XFS not recovering space on read-onlly filesystems following a system crash on RHEL

Solution Verified - Updated -

Environment

  • Red Hat Enterprise Linux 7
  • kernel versions prior to kernel-3.10.0-862.el7
  • XFS filesystems

Issue

  • After a system crash space allocated is not being reclaimed on my root filesystem.

  • After a system crash xfs_repair -nv returns -1 indicating corruption was detected, shouldn't log recovery prevent this?

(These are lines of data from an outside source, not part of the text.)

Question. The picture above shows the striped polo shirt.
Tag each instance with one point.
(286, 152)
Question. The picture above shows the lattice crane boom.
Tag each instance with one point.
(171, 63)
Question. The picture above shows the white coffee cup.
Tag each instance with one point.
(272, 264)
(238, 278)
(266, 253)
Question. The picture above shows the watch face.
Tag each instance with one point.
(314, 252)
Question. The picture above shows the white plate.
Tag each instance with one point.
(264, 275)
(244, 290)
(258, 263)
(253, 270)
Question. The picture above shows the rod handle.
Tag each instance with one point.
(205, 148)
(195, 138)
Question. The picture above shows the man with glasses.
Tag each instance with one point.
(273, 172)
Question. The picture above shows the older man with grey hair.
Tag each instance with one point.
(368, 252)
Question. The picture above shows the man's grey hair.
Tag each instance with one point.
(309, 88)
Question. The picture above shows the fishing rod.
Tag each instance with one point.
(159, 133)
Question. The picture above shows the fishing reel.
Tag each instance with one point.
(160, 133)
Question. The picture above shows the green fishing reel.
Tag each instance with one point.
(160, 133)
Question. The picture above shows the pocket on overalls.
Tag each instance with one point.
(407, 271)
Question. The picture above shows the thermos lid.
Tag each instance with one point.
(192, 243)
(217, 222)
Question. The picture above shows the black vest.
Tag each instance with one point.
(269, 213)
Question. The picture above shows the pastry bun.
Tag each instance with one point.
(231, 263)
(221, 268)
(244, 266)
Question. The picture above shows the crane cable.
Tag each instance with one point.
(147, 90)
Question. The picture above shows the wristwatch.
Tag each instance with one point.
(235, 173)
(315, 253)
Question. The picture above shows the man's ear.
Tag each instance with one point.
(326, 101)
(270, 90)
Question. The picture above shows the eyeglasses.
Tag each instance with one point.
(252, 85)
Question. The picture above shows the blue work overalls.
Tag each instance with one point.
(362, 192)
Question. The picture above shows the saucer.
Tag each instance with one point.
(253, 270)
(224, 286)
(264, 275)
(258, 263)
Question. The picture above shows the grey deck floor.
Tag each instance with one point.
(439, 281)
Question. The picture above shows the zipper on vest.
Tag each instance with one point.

    root@rhel7 ~]# xfs_repair -nv $IMAGE
    Phase 1 - find and verify superblock...
        - block cache size set to 89000 entries
    Phase 2 - using internal log
        - zero log...
    zero_log: head block 101 tail block 101
        - scan filesystem freespace and inode maps...
    agi unlinked bucket 3 is 67 in ag 0 (inode=67)
        - found root inode chunk
    Phase 3 - for each AG...
    ...
    Phase 6 - check inode connectivity...
        - traversing filesystem ...
        - agno = 0
        - agno = 1
        - agno = 2
        - agno = 3
        - traversal finished ...
        - moving disconnected inodes to lost+found ...
    disconnected inode 67, would move to lost+found
    Phase 7 - verify link counts...
    would have reset inode 67 nlinks from 0 to 1
    No modify flag set, skipping filesystem flush and exiting.
    

Resolution

This issue was resolved in kernel-3.10.0-862.el7 via errata RHSA-2018:1062

Root Cause

XFS log recovery was not processing unlinked inodes on read-only mounts.

The boot process initially mounts the root filesystem read-only prior to switching to read-write, meaning that root filesystems are most effected.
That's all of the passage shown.